[OWL-ViT v2] Is the model support LoRA training paradigm?

Question

[OWL-ViT v2] Is the model support LoRA training paradigm?

BIGBALLON opened this issue 9 months ago · comments

WILL LEE commented 9 months ago

Thank you for your great work[OWL-ViT].

I have a question, is this model capable of fine-tuning by LoRa technology to adapt to downstream other tasks while keeping the original model unchanged?
Are there any fine-tuning techniques that can efficiently adapt to downstream tasks, such as 10 categories, with 60 images in each category?

Thank you again.

Matthias Minderer · Answer 1 · Tue Oct 10 2023 17:10:34 GMT+0800 (China Standard Time)

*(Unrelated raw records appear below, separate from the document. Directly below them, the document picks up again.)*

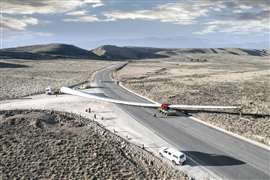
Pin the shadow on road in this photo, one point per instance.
(206, 159)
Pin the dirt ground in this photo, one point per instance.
(54, 145)
(218, 80)
(20, 78)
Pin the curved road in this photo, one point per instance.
(225, 155)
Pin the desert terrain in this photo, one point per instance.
(209, 79)
(19, 78)
(49, 144)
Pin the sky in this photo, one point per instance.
(155, 23)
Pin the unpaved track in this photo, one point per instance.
(55, 145)
(227, 156)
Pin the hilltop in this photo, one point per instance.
(47, 51)
(111, 52)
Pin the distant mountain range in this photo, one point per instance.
(110, 52)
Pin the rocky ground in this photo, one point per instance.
(218, 80)
(20, 78)
(48, 144)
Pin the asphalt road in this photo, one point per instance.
(225, 155)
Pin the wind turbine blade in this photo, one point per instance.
(90, 96)
(201, 107)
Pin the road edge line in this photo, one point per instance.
(208, 124)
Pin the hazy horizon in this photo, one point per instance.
(160, 23)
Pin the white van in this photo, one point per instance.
(177, 157)
(48, 91)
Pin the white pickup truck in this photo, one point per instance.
(175, 156)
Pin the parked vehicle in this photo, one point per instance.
(175, 156)
(48, 91)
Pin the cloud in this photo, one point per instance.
(18, 23)
(237, 26)
(80, 16)
(240, 17)
(86, 18)
(178, 13)
(12, 8)
(43, 6)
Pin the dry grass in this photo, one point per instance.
(38, 74)
(222, 80)
(54, 145)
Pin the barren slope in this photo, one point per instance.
(52, 145)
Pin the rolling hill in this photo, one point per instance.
(47, 51)
(110, 52)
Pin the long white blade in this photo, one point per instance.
(201, 107)
(87, 95)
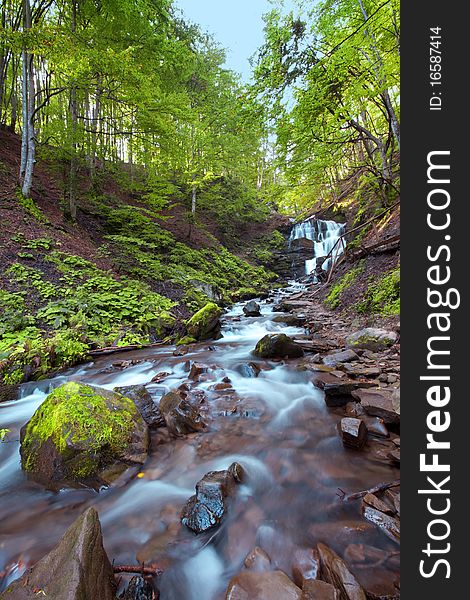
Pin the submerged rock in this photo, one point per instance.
(278, 345)
(270, 585)
(208, 506)
(205, 324)
(180, 416)
(335, 571)
(78, 431)
(141, 397)
(252, 309)
(77, 568)
(372, 338)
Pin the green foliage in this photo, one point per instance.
(383, 295)
(333, 300)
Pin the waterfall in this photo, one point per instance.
(325, 236)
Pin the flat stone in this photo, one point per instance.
(271, 585)
(77, 568)
(380, 403)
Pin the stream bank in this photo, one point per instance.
(273, 420)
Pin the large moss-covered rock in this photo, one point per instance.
(76, 569)
(278, 345)
(78, 431)
(205, 324)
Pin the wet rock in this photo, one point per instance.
(257, 560)
(252, 309)
(75, 569)
(180, 416)
(389, 525)
(205, 324)
(353, 432)
(143, 400)
(305, 565)
(271, 585)
(381, 403)
(319, 590)
(290, 320)
(208, 506)
(138, 589)
(372, 338)
(249, 370)
(335, 571)
(80, 430)
(197, 369)
(331, 360)
(278, 345)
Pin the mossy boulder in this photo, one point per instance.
(81, 430)
(278, 345)
(372, 338)
(205, 324)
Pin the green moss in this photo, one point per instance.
(75, 414)
(333, 300)
(383, 295)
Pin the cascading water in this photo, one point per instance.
(326, 238)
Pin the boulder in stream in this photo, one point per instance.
(76, 568)
(278, 345)
(269, 585)
(208, 506)
(372, 338)
(80, 430)
(181, 417)
(252, 309)
(205, 324)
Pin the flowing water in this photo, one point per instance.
(326, 237)
(276, 425)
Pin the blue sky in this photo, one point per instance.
(236, 24)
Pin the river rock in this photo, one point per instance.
(77, 568)
(205, 324)
(141, 397)
(208, 506)
(346, 356)
(372, 338)
(314, 589)
(180, 416)
(271, 585)
(353, 433)
(335, 571)
(278, 345)
(80, 430)
(381, 403)
(252, 309)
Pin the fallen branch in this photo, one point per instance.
(380, 487)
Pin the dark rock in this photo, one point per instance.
(353, 432)
(208, 506)
(389, 525)
(76, 569)
(252, 309)
(331, 360)
(80, 430)
(138, 589)
(180, 416)
(381, 403)
(257, 560)
(143, 400)
(269, 585)
(335, 571)
(278, 345)
(314, 589)
(372, 338)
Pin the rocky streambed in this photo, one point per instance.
(265, 477)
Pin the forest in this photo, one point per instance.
(200, 288)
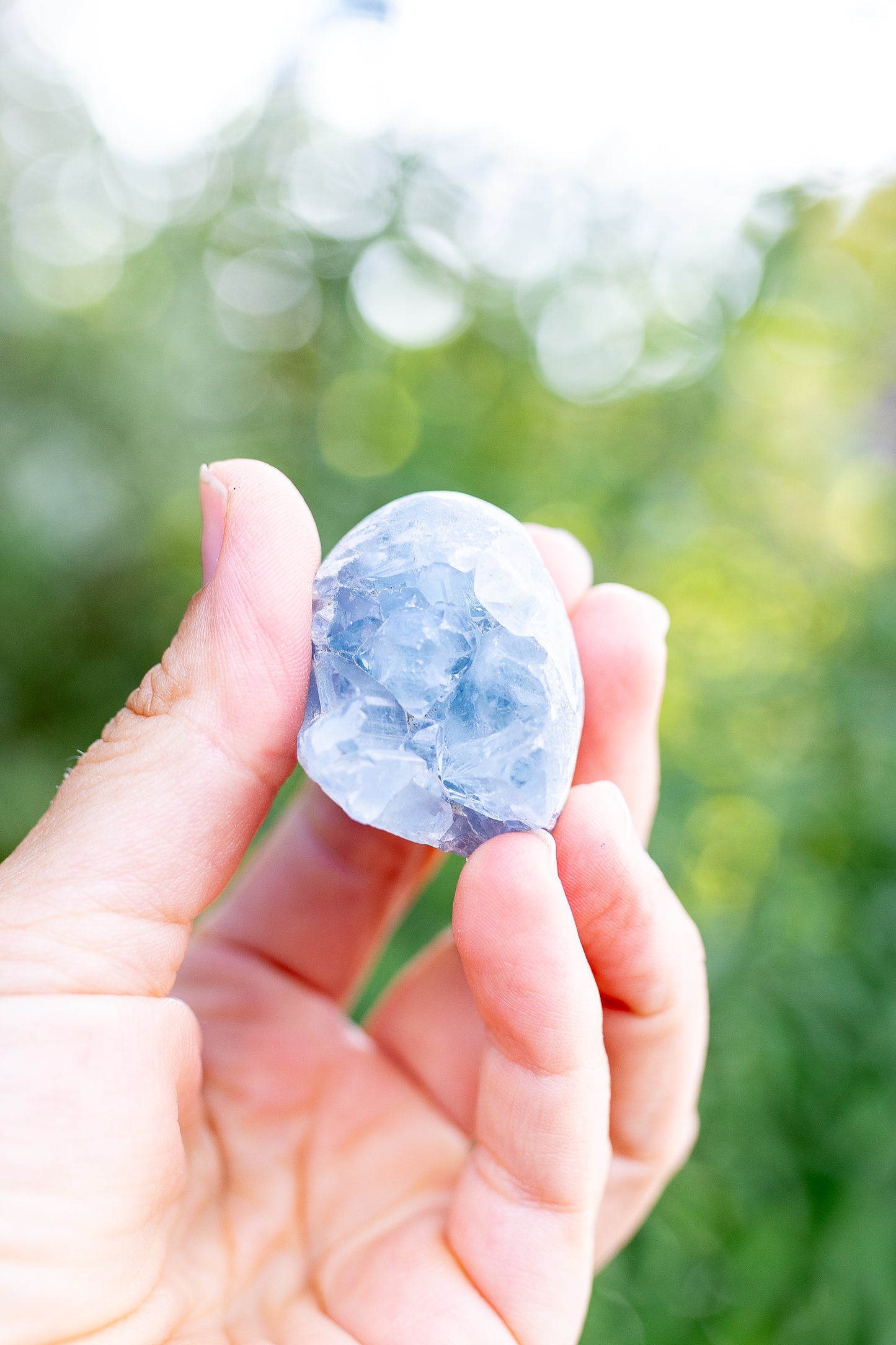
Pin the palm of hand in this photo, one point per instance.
(242, 1164)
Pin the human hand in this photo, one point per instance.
(197, 1145)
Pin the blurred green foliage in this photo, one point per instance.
(758, 503)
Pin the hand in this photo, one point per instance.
(197, 1145)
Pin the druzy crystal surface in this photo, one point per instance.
(445, 702)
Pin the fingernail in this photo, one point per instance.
(213, 502)
(571, 560)
(547, 839)
(617, 805)
(652, 605)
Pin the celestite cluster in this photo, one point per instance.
(446, 701)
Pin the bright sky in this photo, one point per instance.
(664, 118)
(648, 94)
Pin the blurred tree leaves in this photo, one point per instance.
(755, 499)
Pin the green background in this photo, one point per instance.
(758, 503)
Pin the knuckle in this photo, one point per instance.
(160, 690)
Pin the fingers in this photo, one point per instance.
(567, 561)
(430, 1027)
(521, 1222)
(155, 818)
(648, 962)
(321, 895)
(621, 639)
(647, 959)
(324, 892)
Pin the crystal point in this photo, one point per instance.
(446, 695)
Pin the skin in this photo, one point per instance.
(197, 1145)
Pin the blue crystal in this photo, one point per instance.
(445, 702)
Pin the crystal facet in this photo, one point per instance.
(445, 702)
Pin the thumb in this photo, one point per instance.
(155, 818)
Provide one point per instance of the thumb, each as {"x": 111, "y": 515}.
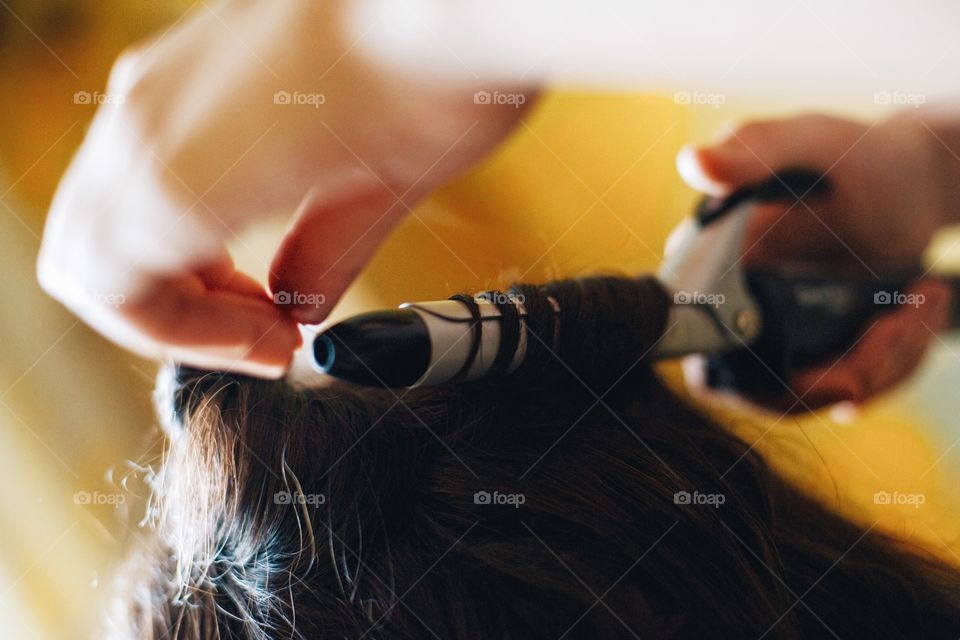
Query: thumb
{"x": 753, "y": 152}
{"x": 325, "y": 248}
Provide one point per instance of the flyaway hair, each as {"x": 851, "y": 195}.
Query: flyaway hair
{"x": 552, "y": 503}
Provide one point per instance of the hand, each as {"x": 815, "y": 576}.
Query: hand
{"x": 246, "y": 111}
{"x": 888, "y": 196}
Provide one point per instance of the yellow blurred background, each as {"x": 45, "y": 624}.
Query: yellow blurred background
{"x": 586, "y": 184}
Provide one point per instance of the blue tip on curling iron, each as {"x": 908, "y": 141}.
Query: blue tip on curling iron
{"x": 755, "y": 325}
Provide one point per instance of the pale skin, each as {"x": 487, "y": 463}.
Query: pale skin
{"x": 169, "y": 173}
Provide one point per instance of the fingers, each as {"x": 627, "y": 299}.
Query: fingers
{"x": 753, "y": 152}
{"x": 891, "y": 349}
{"x": 234, "y": 328}
{"x": 324, "y": 250}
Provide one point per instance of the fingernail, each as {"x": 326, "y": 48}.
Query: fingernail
{"x": 691, "y": 170}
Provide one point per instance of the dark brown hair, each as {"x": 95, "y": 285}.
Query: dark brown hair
{"x": 576, "y": 498}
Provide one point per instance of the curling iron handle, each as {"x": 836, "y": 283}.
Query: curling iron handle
{"x": 807, "y": 319}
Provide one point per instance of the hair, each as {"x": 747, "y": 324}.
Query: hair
{"x": 547, "y": 504}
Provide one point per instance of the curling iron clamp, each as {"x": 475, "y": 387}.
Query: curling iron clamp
{"x": 754, "y": 325}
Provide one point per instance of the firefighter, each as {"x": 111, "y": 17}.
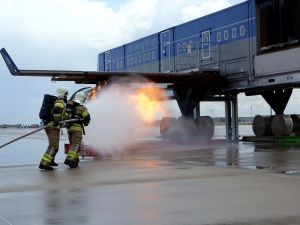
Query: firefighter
{"x": 58, "y": 113}
{"x": 76, "y": 110}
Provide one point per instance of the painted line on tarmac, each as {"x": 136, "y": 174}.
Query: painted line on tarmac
{"x": 5, "y": 220}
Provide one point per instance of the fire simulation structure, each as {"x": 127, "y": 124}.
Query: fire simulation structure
{"x": 252, "y": 48}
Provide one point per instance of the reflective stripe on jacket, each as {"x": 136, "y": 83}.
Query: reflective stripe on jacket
{"x": 80, "y": 112}
{"x": 59, "y": 112}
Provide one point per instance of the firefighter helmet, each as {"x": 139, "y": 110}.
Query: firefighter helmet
{"x": 80, "y": 97}
{"x": 61, "y": 92}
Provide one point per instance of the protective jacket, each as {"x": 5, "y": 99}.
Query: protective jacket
{"x": 58, "y": 112}
{"x": 80, "y": 112}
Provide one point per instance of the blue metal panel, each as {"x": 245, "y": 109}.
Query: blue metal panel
{"x": 221, "y": 28}
{"x": 100, "y": 66}
{"x": 166, "y": 50}
{"x": 142, "y": 51}
{"x": 117, "y": 58}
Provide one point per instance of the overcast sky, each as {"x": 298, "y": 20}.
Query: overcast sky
{"x": 68, "y": 34}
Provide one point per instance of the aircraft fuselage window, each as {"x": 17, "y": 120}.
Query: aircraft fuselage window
{"x": 226, "y": 36}
{"x": 233, "y": 33}
{"x": 278, "y": 23}
{"x": 219, "y": 36}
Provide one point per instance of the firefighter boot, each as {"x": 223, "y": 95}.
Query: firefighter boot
{"x": 70, "y": 163}
{"x": 53, "y": 163}
{"x": 43, "y": 167}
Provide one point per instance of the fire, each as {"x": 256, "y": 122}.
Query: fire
{"x": 92, "y": 94}
{"x": 148, "y": 100}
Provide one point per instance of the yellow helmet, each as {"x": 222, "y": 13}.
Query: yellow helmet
{"x": 80, "y": 97}
{"x": 61, "y": 92}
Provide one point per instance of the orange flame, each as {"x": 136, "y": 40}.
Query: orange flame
{"x": 149, "y": 102}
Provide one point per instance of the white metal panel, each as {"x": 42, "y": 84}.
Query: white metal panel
{"x": 278, "y": 62}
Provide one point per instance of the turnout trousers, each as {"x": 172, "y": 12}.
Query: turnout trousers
{"x": 75, "y": 139}
{"x": 53, "y": 135}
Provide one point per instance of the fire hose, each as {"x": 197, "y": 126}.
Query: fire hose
{"x": 40, "y": 128}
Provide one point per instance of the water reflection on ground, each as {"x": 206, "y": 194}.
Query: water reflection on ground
{"x": 283, "y": 158}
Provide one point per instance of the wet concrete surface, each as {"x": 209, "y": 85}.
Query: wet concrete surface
{"x": 157, "y": 182}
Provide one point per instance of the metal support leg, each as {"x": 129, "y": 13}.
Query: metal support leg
{"x": 235, "y": 122}
{"x": 228, "y": 120}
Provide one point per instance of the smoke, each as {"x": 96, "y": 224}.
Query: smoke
{"x": 116, "y": 121}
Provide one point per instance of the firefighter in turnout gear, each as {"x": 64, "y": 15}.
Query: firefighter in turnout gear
{"x": 58, "y": 114}
{"x": 76, "y": 110}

We have not tried LoRA with this model but I see no fundamental reason why it shouldn't work. Please let us know how it goes if you try it!

We have had good results fine-tuning the models on small datasets. Small datasets may only require very few training steps and will over-fit otherwise, so I would do a sweep of training durations, e.g. 100, 200, 400, 800 ... steps and pick the best one.

You can also try the image-conditioned detection we describe in https://arxiv.org/pdf/2205.06230.pdf, where you get semantic embeddings for the target objects in your training images and use them instead of text queries. You can use multiple examples by averaging the embeddings for all the examples of a given category. This colab section has an example for how to do image-conditioned detection: https://colab.research.google.com/github/google-research/scenic/blob/main/scenic/projects/owl_vit/notebooks/OWL_ViT_minimal_example.ipynb#scrollTo=8-hhGqbZzVfX

WILL LEE · Answer 2 · Tue Oct 10 2023 17:37:25 GMT+0800 (China Standard Time)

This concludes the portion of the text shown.